Inconformado, o embargante interpôs recurso desta decisão, pugnando para que seja revogada e substituída por outra que determine a remessa dos autos à 1.ª instância para realização da audiência final ou que julgue procedente a oposição à execução e determine a extinção da execução, terminando as alegações com a formulação das conclusões que a seguir se transcrevem: «1. O presente recurso, bem como o processo executivo que está na origem da oposição de cuja decisão se recorre, têm como único Apelante/Executado o ora recorrente BB e as respectivas decisões não podem, de forma alguma, condenar a sua ex-cônjuge, CC, cuja oposição separada foi considerada procedente por provada, tendo transitado em julgado no processo 4733/16.1T8STB-B.

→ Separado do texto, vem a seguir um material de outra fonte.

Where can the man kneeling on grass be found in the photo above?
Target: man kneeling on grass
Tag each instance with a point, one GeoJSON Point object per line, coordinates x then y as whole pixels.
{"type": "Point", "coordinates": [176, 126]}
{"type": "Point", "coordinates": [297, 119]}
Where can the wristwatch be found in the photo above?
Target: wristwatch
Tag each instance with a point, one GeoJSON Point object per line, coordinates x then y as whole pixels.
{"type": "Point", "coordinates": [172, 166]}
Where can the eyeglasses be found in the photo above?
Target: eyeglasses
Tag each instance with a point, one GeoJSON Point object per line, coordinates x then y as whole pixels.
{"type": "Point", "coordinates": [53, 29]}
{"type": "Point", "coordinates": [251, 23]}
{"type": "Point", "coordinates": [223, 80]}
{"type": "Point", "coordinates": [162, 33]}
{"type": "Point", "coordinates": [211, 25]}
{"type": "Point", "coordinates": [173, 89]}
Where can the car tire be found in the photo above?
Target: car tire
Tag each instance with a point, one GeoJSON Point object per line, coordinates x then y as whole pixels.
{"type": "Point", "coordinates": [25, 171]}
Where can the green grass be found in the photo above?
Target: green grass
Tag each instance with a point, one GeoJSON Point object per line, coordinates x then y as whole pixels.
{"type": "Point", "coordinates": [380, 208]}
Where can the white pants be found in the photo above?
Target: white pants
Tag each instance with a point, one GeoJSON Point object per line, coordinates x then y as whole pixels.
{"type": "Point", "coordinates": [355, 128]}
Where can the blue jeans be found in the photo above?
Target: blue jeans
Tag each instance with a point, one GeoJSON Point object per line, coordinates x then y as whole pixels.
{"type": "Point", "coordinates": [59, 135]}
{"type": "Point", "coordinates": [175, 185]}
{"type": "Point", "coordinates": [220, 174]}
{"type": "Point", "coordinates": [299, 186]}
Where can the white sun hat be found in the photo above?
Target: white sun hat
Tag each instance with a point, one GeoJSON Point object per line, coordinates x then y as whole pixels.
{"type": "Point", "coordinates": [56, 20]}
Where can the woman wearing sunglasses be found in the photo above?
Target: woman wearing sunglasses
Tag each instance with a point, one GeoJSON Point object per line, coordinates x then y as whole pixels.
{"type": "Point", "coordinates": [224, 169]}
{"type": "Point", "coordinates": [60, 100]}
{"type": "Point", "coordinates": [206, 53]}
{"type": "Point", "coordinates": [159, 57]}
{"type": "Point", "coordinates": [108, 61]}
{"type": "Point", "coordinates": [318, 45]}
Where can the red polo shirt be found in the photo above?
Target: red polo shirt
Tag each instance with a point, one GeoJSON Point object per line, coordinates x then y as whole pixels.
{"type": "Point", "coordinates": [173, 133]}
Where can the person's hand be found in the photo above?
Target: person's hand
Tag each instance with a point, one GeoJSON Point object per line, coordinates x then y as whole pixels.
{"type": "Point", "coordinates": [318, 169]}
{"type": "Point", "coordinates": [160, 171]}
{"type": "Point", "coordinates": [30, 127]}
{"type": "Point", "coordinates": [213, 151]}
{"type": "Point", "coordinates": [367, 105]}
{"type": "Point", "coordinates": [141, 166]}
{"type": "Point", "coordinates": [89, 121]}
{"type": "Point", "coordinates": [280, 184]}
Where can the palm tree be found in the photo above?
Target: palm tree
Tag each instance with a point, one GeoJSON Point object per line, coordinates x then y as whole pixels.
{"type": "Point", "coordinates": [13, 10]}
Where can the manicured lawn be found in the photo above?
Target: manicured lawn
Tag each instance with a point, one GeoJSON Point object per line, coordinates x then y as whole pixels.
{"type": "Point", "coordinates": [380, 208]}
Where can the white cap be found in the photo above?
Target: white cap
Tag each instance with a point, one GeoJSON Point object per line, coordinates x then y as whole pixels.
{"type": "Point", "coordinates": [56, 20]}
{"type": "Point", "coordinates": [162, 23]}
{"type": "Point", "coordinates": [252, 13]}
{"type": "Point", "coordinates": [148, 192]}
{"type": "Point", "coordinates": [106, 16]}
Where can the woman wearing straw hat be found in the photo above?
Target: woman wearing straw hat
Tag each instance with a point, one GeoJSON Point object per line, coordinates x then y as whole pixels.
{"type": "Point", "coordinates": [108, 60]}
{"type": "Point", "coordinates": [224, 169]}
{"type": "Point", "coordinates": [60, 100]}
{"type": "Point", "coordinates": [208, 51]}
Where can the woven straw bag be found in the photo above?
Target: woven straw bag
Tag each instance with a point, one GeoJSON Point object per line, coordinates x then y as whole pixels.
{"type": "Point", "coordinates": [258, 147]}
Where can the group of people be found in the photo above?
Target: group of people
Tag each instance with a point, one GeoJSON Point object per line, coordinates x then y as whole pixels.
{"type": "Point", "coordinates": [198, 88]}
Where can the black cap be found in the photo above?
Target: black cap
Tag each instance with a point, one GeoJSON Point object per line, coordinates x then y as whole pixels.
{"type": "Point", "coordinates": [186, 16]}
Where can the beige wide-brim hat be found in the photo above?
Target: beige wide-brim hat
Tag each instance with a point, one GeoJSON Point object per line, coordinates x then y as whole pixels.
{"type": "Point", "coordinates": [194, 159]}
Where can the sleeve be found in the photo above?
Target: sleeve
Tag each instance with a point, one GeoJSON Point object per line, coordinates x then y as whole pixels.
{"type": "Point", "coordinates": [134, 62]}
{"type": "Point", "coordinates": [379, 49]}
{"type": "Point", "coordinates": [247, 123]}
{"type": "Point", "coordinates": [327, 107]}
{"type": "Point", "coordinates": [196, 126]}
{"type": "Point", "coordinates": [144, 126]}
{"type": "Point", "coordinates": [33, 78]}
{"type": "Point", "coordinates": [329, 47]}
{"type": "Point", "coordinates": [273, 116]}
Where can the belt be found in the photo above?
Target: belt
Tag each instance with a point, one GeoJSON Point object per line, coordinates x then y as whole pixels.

  1. Movida execução pela comissão de administração da AUGI de P… R… contra o Apelante, este apresentou oposição por embargos, na qual invocou a inexequibilidade da acta que serviu de título executivo — por incerteza sobre as despesas com a execução das obras de urbanização a comparticipar, sobre as áreas do loteamento, dos futuros lotes do Oponente e das respectivas áreas de construção, dado inexistir ainda alvará de loteamento; por a fórmula de cálculo da comparticipação não ser suficiente para a determinação do valor da comparticipação, bem como por o pretenso título executivo não constituir nem certificar a existência de uma concreta obrigação. Opôs-se, ainda, o Apelante invocando a excepção de incumprimento por parte da Exequente, Comissão de Administração da AUGI de P… R….

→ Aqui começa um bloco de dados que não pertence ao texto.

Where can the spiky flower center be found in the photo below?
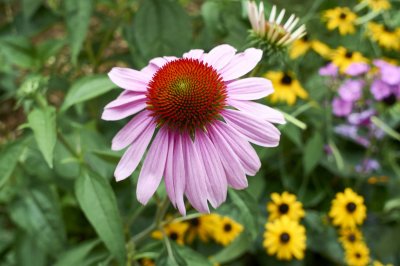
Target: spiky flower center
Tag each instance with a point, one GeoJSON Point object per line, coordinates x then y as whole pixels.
{"type": "Point", "coordinates": [186, 94]}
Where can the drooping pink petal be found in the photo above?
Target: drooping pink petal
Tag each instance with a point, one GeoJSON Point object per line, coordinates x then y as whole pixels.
{"type": "Point", "coordinates": [255, 130]}
{"type": "Point", "coordinates": [134, 154]}
{"type": "Point", "coordinates": [129, 79]}
{"type": "Point", "coordinates": [262, 111]}
{"type": "Point", "coordinates": [220, 56]}
{"type": "Point", "coordinates": [249, 88]}
{"type": "Point", "coordinates": [125, 110]}
{"type": "Point", "coordinates": [233, 168]}
{"type": "Point", "coordinates": [241, 147]}
{"type": "Point", "coordinates": [126, 97]}
{"type": "Point", "coordinates": [196, 186]}
{"type": "Point", "coordinates": [179, 173]}
{"type": "Point", "coordinates": [194, 54]}
{"type": "Point", "coordinates": [153, 167]}
{"type": "Point", "coordinates": [217, 183]}
{"type": "Point", "coordinates": [131, 131]}
{"type": "Point", "coordinates": [241, 64]}
{"type": "Point", "coordinates": [169, 170]}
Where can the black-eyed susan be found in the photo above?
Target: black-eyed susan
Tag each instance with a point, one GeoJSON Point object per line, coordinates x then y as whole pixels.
{"type": "Point", "coordinates": [303, 45]}
{"type": "Point", "coordinates": [287, 88]}
{"type": "Point", "coordinates": [388, 38]}
{"type": "Point", "coordinates": [357, 254]}
{"type": "Point", "coordinates": [285, 238]}
{"type": "Point", "coordinates": [285, 204]}
{"type": "Point", "coordinates": [174, 230]}
{"type": "Point", "coordinates": [377, 5]}
{"type": "Point", "coordinates": [343, 58]}
{"type": "Point", "coordinates": [349, 236]}
{"type": "Point", "coordinates": [226, 230]}
{"type": "Point", "coordinates": [201, 227]}
{"type": "Point", "coordinates": [348, 209]}
{"type": "Point", "coordinates": [341, 18]}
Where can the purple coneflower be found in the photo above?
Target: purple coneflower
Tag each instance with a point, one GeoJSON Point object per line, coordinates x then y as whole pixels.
{"type": "Point", "coordinates": [202, 119]}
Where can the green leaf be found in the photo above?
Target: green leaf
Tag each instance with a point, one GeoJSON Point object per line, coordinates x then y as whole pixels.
{"type": "Point", "coordinates": [87, 88]}
{"type": "Point", "coordinates": [43, 123]}
{"type": "Point", "coordinates": [77, 255]}
{"type": "Point", "coordinates": [29, 7]}
{"type": "Point", "coordinates": [78, 16]}
{"type": "Point", "coordinates": [39, 215]}
{"type": "Point", "coordinates": [8, 160]}
{"type": "Point", "coordinates": [97, 200]}
{"type": "Point", "coordinates": [313, 152]}
{"type": "Point", "coordinates": [162, 28]}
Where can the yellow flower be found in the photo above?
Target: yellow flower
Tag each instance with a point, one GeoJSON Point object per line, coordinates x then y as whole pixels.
{"type": "Point", "coordinates": [385, 37]}
{"type": "Point", "coordinates": [349, 236]}
{"type": "Point", "coordinates": [303, 45]}
{"type": "Point", "coordinates": [226, 230]}
{"type": "Point", "coordinates": [343, 58]}
{"type": "Point", "coordinates": [357, 255]}
{"type": "Point", "coordinates": [348, 209]}
{"type": "Point", "coordinates": [285, 205]}
{"type": "Point", "coordinates": [287, 88]}
{"type": "Point", "coordinates": [201, 227]}
{"type": "Point", "coordinates": [285, 238]}
{"type": "Point", "coordinates": [175, 231]}
{"type": "Point", "coordinates": [342, 18]}
{"type": "Point", "coordinates": [377, 5]}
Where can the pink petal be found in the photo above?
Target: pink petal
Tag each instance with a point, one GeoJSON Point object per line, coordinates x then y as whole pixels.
{"type": "Point", "coordinates": [169, 170]}
{"type": "Point", "coordinates": [260, 110]}
{"type": "Point", "coordinates": [233, 168]}
{"type": "Point", "coordinates": [122, 111]}
{"type": "Point", "coordinates": [241, 64]}
{"type": "Point", "coordinates": [126, 97]}
{"type": "Point", "coordinates": [244, 151]}
{"type": "Point", "coordinates": [134, 154]}
{"type": "Point", "coordinates": [179, 174]}
{"type": "Point", "coordinates": [153, 167]}
{"type": "Point", "coordinates": [255, 130]}
{"type": "Point", "coordinates": [131, 131]}
{"type": "Point", "coordinates": [194, 54]}
{"type": "Point", "coordinates": [249, 88]}
{"type": "Point", "coordinates": [129, 79]}
{"type": "Point", "coordinates": [220, 56]}
{"type": "Point", "coordinates": [217, 183]}
{"type": "Point", "coordinates": [196, 186]}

  2. O saneador-sentença elencou os factos assentes, dando como assente (nº 9 da sentença) um facto que não é verdadeiro e não corresponde ao presente processo: “Em face da fórmula de cálculo aprovada e do plano de loteamento definido pela Câmara Municipal de Palmela, a exequente efectuou os cálculos relativos aos lotes a atribuir aos embargantes, que terá o número …, com a área de 722,00 m2, e com uma STPL de 298,80 pela aplicação da fórmula e valores aprovados na assembleia geral de 27.03.2004, considerando a licença de loteamento aprovada, a que se refere o edital nº 03/DAU-GRAGI/2010 de 30.07.2010, da Câmara Municipal de Palmela.

    ” 4. Na verdade, o Executado tem prevista a atribuição de cinco lotes (e não de apenas um) com os números …3, …4, …5, …6 e …7 (e não o número …) e uma área total de 4.762,00 (e não 744,00) — tudo ao contrário do que se lê no ponto 9 do saneador-sentença.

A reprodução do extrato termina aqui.